No mês junho, dedicado ao coração sagrado de Jesus e ao imaculado coração de Maria, compreendemos a intenção da Igreja em sensibilizar nossos corações para a importância da maternidade espiritual de Maria, quando a recebemos por Mãe ao pé da cruz, tendo nos representado o discípulo que o Senhor amava e que escutou de sua boca: “Eis aí tua mãe!” (João 19, 26-27), tendo-a recebido por mãe desde então. Mais uma vez testemunhamos não haver competição alguma ou rivalidade entre esses divinos corações!!!
Estas cosias aprendidas desde nossa tenra infância só são bem compreendidas se acalentadas mais pelo afeto do coração, como Maria fazia, do que pela certeza da razão, como muitas vezes os fariseus tentavam fazer, mas acabavam se autojustificando ao invés de crer. Os afetos do coração podem caminhar juntos com a segurança da razão se ambas forem regradas com a sabedoria da fé que se abre para a revelação de Deus.

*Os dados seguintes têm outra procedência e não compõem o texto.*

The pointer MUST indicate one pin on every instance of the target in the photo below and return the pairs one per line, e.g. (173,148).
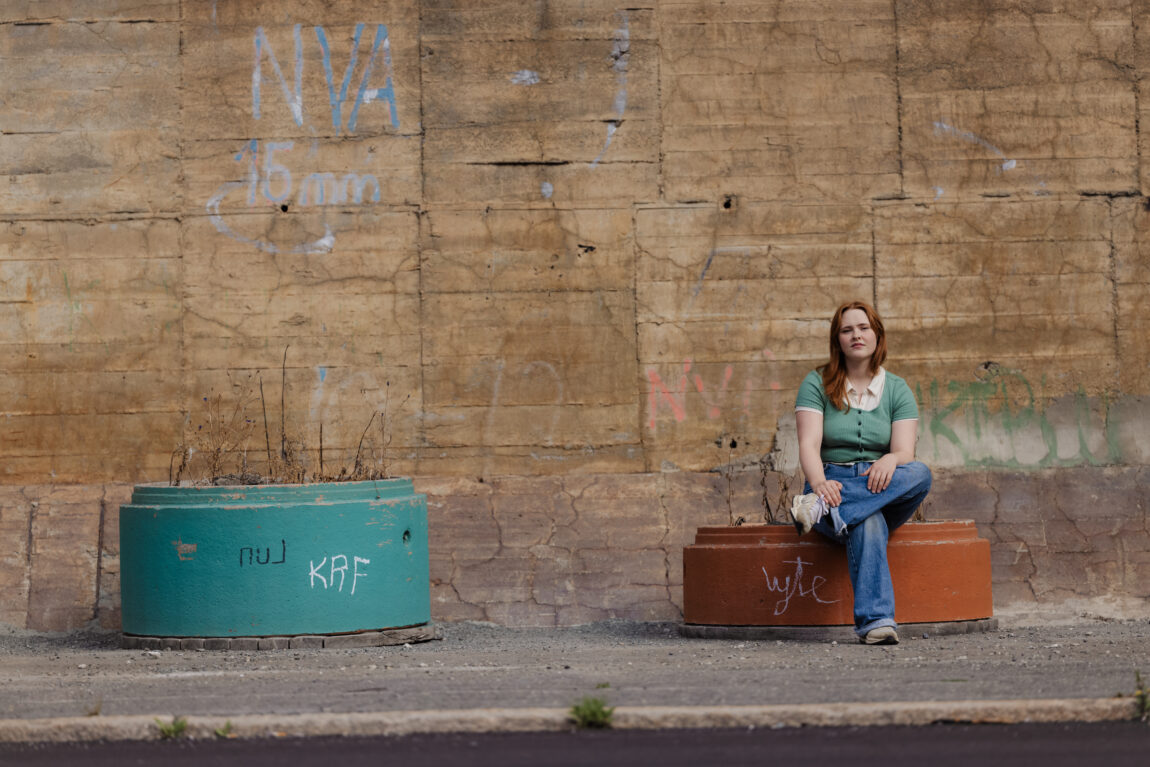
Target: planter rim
(920,531)
(312,492)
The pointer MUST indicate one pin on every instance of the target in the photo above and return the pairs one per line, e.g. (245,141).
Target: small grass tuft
(173,729)
(591,713)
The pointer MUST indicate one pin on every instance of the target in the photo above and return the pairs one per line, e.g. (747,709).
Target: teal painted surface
(274,559)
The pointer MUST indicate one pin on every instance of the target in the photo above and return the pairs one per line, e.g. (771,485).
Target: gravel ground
(630,664)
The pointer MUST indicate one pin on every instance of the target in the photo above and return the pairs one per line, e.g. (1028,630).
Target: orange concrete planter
(767,575)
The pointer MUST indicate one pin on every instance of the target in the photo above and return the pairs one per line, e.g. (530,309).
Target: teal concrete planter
(274,560)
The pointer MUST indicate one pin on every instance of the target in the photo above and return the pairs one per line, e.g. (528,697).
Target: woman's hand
(879,475)
(830,491)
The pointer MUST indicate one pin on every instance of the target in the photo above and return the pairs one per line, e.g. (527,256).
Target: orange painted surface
(767,575)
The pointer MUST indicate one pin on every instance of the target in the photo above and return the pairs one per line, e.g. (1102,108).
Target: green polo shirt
(857,435)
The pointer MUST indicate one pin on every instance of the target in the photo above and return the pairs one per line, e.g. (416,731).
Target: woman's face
(856,336)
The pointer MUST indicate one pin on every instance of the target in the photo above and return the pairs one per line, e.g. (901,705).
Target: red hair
(834,373)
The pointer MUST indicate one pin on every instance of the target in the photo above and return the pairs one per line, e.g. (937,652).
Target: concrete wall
(581,253)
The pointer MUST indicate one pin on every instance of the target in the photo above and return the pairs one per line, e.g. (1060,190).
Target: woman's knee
(917,473)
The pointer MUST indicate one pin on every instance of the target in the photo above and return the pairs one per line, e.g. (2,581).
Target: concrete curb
(536,720)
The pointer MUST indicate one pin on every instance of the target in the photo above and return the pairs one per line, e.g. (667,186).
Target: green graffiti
(998,422)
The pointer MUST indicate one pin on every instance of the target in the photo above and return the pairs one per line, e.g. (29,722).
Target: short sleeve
(903,405)
(811,394)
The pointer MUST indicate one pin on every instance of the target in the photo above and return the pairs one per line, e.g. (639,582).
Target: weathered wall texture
(582,252)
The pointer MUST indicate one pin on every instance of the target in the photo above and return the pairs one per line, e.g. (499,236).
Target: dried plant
(216,443)
(215,447)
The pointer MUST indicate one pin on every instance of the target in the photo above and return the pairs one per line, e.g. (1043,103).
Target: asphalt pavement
(487,679)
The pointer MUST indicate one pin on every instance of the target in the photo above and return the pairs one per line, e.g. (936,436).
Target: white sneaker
(881,635)
(806,511)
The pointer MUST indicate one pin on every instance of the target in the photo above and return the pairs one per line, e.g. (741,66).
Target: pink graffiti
(714,398)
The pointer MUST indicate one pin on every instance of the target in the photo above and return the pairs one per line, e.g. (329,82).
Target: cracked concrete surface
(577,322)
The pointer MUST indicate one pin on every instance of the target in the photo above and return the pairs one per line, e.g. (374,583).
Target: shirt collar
(873,386)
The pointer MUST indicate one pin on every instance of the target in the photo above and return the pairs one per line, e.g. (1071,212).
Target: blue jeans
(863,522)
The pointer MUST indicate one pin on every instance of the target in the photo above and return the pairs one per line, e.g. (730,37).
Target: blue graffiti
(293,93)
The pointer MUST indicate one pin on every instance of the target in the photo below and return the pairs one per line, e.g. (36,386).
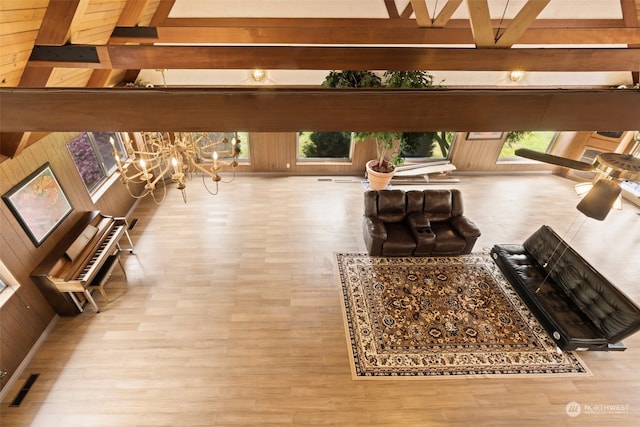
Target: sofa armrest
(467,228)
(375,234)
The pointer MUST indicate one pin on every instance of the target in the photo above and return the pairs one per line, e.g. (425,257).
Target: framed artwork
(473,136)
(39,204)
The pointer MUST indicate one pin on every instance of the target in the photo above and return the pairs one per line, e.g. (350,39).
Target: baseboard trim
(25,362)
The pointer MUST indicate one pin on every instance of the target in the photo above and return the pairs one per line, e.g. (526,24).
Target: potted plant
(379,170)
(388,144)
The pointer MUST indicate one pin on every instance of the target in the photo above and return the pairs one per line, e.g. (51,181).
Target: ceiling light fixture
(156,157)
(258,75)
(516,75)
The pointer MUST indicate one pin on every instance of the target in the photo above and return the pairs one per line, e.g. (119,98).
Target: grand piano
(83,259)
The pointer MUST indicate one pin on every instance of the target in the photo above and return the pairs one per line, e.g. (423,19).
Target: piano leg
(75,300)
(126,233)
(122,267)
(90,298)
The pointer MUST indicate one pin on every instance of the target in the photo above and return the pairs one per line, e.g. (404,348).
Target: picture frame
(39,204)
(476,136)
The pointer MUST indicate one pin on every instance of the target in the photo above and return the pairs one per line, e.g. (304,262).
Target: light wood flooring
(231,315)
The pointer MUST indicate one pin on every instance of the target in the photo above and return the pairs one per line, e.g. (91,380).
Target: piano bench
(104,274)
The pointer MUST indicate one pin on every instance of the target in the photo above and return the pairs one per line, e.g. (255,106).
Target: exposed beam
(446,13)
(395,31)
(422,13)
(440,19)
(392,9)
(480,19)
(523,19)
(58,21)
(357,58)
(322,109)
(132,12)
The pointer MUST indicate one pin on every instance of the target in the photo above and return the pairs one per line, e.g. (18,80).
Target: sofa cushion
(437,204)
(391,205)
(399,241)
(609,309)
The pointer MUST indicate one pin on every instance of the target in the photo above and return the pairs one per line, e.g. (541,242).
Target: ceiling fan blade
(599,200)
(554,160)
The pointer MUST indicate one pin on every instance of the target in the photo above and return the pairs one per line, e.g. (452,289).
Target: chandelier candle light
(178,156)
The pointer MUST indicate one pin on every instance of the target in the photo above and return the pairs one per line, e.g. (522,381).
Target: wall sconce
(516,75)
(258,75)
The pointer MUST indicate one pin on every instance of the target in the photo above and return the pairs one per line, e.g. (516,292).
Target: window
(533,140)
(243,141)
(424,146)
(325,146)
(92,153)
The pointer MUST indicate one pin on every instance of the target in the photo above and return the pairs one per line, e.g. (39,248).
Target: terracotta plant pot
(377,180)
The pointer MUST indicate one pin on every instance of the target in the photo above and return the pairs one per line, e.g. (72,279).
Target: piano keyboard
(102,251)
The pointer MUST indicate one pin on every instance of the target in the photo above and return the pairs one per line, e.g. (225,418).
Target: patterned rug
(442,317)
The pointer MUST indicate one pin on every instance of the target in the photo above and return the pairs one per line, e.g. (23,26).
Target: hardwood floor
(231,315)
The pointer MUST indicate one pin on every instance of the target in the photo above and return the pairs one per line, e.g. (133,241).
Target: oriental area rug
(442,317)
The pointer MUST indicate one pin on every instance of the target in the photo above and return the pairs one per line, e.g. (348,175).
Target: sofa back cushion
(415,201)
(389,206)
(441,205)
(609,309)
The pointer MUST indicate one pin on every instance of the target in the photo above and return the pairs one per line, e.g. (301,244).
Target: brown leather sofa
(417,223)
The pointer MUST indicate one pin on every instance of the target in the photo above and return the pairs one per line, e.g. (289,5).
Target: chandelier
(157,158)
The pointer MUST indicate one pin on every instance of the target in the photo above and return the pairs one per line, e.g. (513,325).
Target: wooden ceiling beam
(356,58)
(58,21)
(423,18)
(480,20)
(392,9)
(321,109)
(382,35)
(525,17)
(446,13)
(372,23)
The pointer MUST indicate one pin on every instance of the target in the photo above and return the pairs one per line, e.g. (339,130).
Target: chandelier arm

Foi assim que um amigo meu, pastor evangélico, depois de uma longa caminhada de amizade que cultivamos sem nos digladiarmos por questões doutrinais, pediu-me para apresenta-lo uma única razão bíblica que atestasse que a “historinha” da dona Maria pode ser levada a sério e de que, de fato, se pedirmos à Mãe de Jesus, ele nos atende. Então conversamos longamente sobre as bodas de Caná e a primeira manifestação pública de Jesus em relação aos seus milagres. Depois de todo o diálogo entre Maria e Jesus, do pedido de Maria intercedendo pelo casal e de ouvir de Jesus que a hora dele, fazendo menção ao mistério da cruz, ainda não havia chegado, e esclarecendo a sua relação com Maria no que diz respeito à hora derradeira, é impossível não compreendermos o que ela disse aos serviçais: “- Fazei tudo o que ele vos disser!” E Jesus obedeceu, a água transmutou-se, o vinho transbordou, a festa continuou. E obedeceu não como um subordinado, mas com uma obediência afetiva, amorosa, cuidadosa. Obedeceu porque compreendeu que do coração imaculado de sua mãe só aprendera, nesta vida conosco partilhada, o que depois colocou em prática: “eis aqui, a serva do senhor. Faça-se em mim segundo a vossa vontade!” (Lucas 1, 38). Aprendendo humanamente de sua mãe, o Senhor nos disse: “Eis que vim para servir, não para ser servido!”
Mãe e Filho tinham, assim, a mesma missão: “Aqui estou [aqui estamos] para fazer [para fazermos] a tua vontade”! (Salmo 40(39), 8).